Margaret’s face was eggshell blue above the light blue plastic “modesty sheet” that covered her body, the eyes closed, the hair greasy. Her plump arms lay by her side, the red scratches that traced across the inner flesh near the elbow turned to black lines. He couldn’t smell anything off her, not even a whiff of decomposition.
Jimmy came around the front of the locker and moved his head slowly so that his face was lined up with Margaret’s.
People were saying she’d been cut up like a Christmas ham. He had to see. He had to tell Sam and them over at the coffee shop what the real deal was.
He pulled down the thin coat of plastic.
Jimmy’s face turned from boyish mischief to a look of retching horror. He said “Oh” once and looked away. Finally, he forced his eyes back and they drifted down. His eyes caught a glimpse of fresh scars—stitched with black thread—across her stomach.
Jimmy whipped his head to the left. He let the plastic fall back. He felt like throwing up now. Like this morning’s breakfast was coming back up the sides of his throat, changed to acid.
He took deep breaths of the cool, disinfected air that burned his throat.
“Jesus Christ,” he said to himself. “Jesus H. Christ.”
CHAPTER TWENTY-TWO
John Bailey followed Nat into his apartment.

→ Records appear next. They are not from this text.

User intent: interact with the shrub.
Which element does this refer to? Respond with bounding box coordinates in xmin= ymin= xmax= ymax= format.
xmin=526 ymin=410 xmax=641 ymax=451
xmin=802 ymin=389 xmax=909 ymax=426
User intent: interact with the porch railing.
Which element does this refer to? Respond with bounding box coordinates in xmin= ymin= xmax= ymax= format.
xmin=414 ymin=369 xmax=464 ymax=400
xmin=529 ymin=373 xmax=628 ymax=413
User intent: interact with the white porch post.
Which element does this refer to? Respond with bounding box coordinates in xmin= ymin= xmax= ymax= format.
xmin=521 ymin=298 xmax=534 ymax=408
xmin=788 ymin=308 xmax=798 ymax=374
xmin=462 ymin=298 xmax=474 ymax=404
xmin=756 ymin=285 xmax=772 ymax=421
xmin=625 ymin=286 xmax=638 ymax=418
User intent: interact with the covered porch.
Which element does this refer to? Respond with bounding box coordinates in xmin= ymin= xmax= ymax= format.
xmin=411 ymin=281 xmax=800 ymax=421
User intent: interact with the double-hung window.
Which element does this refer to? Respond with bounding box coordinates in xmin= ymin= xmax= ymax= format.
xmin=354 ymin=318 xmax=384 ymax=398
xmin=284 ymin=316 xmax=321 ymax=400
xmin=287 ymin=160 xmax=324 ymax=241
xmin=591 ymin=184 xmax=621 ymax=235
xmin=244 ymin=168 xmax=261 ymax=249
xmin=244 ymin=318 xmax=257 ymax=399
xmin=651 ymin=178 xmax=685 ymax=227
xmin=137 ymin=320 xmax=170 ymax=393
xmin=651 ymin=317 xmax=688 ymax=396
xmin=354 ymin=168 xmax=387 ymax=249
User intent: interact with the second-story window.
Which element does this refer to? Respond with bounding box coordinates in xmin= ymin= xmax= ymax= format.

It was Tuesday night and they were both dog-tired. Nat was gray-skinned, his usual ironic smile replaced by a tight frown across his lips. His hazel eyes looked haunted.
They’d spent the last two days together investigating the suicide of Walter Prescott, if it was a suicide. Nat had traded some shifts at the hospital, and the two of them had been at it like a pair of longshoremen. Sunday night, after his conversation with Becca, Nat had given John a condensed version: the chopped-up door, Becca’s dreams of a French-speaking man. John had gone up to her room after Nat and asked to speak to her alone, but she’d gone practically mute as soon as Nat had left the room. Bent over at the waist, gripping her arms across her chest, she would only shake her head yes or no. She seemed drained, almost lifeless.